Two approaches for detecting streaks in astronomical images. First approach is based on Hough Transform and Morphological Mathematics, the second one is based on Neural Networks.

Hough processes

hough_debug.py

Apply the detection processing on a single block at the address (--subcrop_i, --subcrop_j) in the 4x8 matrix describing the mosaic.

It saves lines detected by Hough and an image diplaying different intermediate results.

Example :

python hough_debug.py --i "your_image_path.fits" --o "output_path.png" --subcrop_i 0 --subcrop_j 0 --hough 200

  • --i : fits file location;
  • --o : output location, we want to save an image here;
  • --subcrop_i : row address in the 4x8 matrix;
  • --subcrop_j : columns address in the 4x8 matrix;
  • --hough : minimum length of line, line segments shorter than this are rejected.

hough_full_process.py

Apply the detection processing on the full mosaic by processing blocks in parallel.

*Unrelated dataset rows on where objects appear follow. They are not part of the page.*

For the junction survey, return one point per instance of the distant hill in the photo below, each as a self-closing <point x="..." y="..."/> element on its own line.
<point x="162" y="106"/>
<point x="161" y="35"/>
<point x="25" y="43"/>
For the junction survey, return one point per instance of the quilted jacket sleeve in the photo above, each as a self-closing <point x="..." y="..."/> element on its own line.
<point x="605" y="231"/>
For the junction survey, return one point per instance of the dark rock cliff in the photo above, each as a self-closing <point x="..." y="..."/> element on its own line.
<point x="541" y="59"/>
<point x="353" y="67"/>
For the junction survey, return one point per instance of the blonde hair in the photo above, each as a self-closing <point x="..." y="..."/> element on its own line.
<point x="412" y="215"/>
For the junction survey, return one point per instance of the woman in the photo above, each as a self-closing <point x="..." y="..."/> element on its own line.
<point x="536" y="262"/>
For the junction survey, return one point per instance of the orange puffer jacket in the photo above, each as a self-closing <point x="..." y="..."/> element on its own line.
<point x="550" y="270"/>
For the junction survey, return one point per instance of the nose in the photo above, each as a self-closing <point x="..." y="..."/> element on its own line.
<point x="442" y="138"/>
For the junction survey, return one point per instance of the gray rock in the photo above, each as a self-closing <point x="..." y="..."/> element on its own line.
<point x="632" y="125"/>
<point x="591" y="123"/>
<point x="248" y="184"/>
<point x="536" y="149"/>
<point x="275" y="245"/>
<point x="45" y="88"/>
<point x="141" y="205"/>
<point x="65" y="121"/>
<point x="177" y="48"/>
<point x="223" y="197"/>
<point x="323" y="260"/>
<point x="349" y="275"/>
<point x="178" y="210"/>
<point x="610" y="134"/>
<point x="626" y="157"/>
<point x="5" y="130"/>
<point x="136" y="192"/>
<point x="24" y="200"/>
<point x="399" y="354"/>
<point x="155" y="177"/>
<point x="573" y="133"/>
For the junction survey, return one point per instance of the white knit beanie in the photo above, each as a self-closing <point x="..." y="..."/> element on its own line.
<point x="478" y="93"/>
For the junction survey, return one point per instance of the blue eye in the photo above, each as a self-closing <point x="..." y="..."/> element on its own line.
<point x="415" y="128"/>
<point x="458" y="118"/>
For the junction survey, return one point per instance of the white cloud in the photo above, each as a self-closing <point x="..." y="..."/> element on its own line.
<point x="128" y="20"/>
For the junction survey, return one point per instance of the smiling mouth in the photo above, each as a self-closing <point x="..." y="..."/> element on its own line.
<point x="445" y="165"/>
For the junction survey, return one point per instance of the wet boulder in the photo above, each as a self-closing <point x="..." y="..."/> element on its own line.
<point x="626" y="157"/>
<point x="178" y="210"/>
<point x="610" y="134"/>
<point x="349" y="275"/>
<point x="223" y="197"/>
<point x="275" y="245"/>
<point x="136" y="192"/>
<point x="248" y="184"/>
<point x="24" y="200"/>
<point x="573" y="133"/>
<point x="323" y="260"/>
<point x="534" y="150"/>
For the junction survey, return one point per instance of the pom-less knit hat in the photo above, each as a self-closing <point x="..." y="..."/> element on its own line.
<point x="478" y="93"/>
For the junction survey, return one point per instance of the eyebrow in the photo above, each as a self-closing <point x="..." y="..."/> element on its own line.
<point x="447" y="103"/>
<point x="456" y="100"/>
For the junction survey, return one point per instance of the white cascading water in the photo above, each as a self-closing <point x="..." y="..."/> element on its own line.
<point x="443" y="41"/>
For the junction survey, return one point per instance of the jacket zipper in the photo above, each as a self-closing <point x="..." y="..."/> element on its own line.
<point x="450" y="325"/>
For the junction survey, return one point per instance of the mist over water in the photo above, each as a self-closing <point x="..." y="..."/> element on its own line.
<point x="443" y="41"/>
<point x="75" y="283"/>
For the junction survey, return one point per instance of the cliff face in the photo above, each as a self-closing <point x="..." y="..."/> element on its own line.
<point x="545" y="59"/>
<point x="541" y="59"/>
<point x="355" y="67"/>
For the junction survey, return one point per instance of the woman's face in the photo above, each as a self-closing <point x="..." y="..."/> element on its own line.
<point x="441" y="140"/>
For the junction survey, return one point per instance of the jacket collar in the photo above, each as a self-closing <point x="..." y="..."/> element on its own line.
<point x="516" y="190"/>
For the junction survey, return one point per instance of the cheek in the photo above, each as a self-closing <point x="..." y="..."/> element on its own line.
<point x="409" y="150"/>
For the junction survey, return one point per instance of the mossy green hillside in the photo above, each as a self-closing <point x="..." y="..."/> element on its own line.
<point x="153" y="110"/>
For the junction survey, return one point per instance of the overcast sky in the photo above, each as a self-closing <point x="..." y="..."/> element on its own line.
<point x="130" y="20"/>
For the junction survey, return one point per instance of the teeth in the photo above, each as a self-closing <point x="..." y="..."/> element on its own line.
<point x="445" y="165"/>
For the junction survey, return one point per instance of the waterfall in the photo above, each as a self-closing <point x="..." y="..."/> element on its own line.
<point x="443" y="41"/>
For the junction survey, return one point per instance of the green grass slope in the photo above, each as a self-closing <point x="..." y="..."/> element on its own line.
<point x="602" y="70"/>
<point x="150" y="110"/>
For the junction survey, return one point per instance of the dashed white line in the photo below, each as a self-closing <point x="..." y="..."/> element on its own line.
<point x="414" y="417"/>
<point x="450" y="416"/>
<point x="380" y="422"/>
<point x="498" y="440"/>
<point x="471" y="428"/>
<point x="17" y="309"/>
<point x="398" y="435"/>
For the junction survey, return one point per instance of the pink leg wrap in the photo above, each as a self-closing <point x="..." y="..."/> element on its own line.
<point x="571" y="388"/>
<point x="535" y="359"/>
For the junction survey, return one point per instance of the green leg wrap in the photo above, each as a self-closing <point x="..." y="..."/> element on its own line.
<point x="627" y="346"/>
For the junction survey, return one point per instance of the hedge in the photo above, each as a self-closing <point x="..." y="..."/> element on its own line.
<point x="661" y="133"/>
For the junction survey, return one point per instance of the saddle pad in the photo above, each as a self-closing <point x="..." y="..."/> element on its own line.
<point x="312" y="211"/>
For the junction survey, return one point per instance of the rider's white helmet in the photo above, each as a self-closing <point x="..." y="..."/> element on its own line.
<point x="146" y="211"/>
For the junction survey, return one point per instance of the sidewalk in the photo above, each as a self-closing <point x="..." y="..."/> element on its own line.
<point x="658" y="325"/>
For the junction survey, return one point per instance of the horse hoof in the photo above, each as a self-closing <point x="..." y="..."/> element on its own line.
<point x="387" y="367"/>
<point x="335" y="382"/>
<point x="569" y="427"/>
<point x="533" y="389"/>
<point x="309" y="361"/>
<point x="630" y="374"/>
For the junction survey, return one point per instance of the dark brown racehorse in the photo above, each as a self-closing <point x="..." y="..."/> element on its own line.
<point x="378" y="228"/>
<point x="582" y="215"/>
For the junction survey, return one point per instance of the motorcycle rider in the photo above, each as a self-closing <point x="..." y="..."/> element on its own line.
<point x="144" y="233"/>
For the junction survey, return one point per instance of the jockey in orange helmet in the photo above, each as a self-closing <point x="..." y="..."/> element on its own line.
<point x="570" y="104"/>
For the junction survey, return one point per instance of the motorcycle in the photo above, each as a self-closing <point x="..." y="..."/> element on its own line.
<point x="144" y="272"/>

It saves lines detected by Hough in one file per block and an image displaying the full mosaic with the final results of the process.

Example:

  • If you want to save the lines in a directory :

python hough_full_process.py --i "your_image_path.fits" --o "output_path.png" --hough 200

  • If you do not want to save the lines in a directory :

python hough_full_process.py --i "your_image_path.fits" --o "output_path.png" --no-save_lines --hough 200

  • If you already saved lines in a directory for this output :

python hough_full_process.py --i "your_image_path.fits" --o "output_path.png" --load_lines --hough 200

  • --load_lines : load lines detected by Hough instead of running the hough detection process
  • --no-save_lines : the lines detected by Hough will not be saved in a directory

Data Set Generator for NN Training

Generate 64x64 patches with synthetic streaks in it.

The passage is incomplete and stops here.